POTENZA – Il Ministero dell’Economia e delle Finanze ha autorizzato, il 9 gennaio 2026, l’assegnazione di un addendum da 6,5 milioni di euro nell’ambito del Fondo di rotazione nazionale per l’“addormentamento” della scala mobile “Prima” di Potenza, chiusa per fine vita a partire dal 1° gennaio scorso.
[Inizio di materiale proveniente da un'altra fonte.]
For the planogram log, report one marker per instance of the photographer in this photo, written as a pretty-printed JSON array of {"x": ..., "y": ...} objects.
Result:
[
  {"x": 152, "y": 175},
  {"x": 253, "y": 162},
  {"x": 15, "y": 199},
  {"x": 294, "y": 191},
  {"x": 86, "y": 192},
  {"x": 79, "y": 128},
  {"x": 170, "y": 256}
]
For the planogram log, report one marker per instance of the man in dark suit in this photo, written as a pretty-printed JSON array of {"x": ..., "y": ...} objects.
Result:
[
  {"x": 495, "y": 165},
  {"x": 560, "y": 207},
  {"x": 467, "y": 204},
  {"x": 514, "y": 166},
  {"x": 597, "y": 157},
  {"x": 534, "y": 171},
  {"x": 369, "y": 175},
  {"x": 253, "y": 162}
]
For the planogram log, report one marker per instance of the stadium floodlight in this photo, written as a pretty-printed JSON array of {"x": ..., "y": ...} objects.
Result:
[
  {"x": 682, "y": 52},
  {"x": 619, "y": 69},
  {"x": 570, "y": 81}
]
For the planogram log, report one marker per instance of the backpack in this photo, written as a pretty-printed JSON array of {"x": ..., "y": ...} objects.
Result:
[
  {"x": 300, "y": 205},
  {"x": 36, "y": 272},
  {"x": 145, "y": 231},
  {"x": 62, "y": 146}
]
Di conseguenza, già nei prossimi giorni potrebbe arrivare il via libera definitivo del Ministero per gli Affari europei alla richiesta presentata dalla Regione Basilicata.
L’annuncio è stato dato questa mattina dal capogruppo di Fratelli d’Italia nel Consiglio regionale lucano, Michele Napoli, nel corso di una conferenza stampa alla quale hanno preso parte i rappresentanti del centrodestra presenti sia nell’Assemblea regionale sia nel Consiglio comunale di Potenza.
Nel corso dell’incontro con i giornalisti, gli esponenti della coalizione — Fratelli d’Italia, Forza Italia, Lega, Azione e Italia Viva, maggioranza in Regione e minoranza nel capoluogo — hanno attaccato duramente l’operato del sindaco di Potenza, Vincenzo Telesca, e dell’assessore comunale alla Mobilità, Francesco Giuzio. Secondo il centrodestra, l’amministrazione comunale starebbe tentando di attribuire alla Regione responsabilità che derivano invece dall’incapacità del Comune di reperire risorse per la manutenzione straordinaria di un impianto di sua esclusiva proprietà.
Particolarmente critico il consigliere comunale Bruno Saponara (Italia Viva–Orgoglio lucano), che ha chiesto le dimissioni dell’assessore Giuzio, ritenuto responsabile di un danno ai cittadini e di un grave pregiudizio all’immagine della città.
La chiusura della scala mobile, che per oltre trent’anni ha collegato viale Marconi con il centro storico di Potenza, è stata nei giorni scorsi al centro di un acceso scontro politico tra centrosinistra e centrodestra. “I cittadini devono sapere — ha affermato Alessandro Galella, consigliere regionale e segretario cittadino di Fratelli d’Italia — che la responsabilità della chiusura ricade interamente sul sindaco Telesca e sull’assessore Giuzio”.
Infine, i rappresentanti del centrodestra hanno annunciato che nelle prossime settimane presenteranno un “Manifesto” per Potenza, denunciando una gestione amministrativa definita approssimativa a partire dall’elezione di Telesca nel 2024.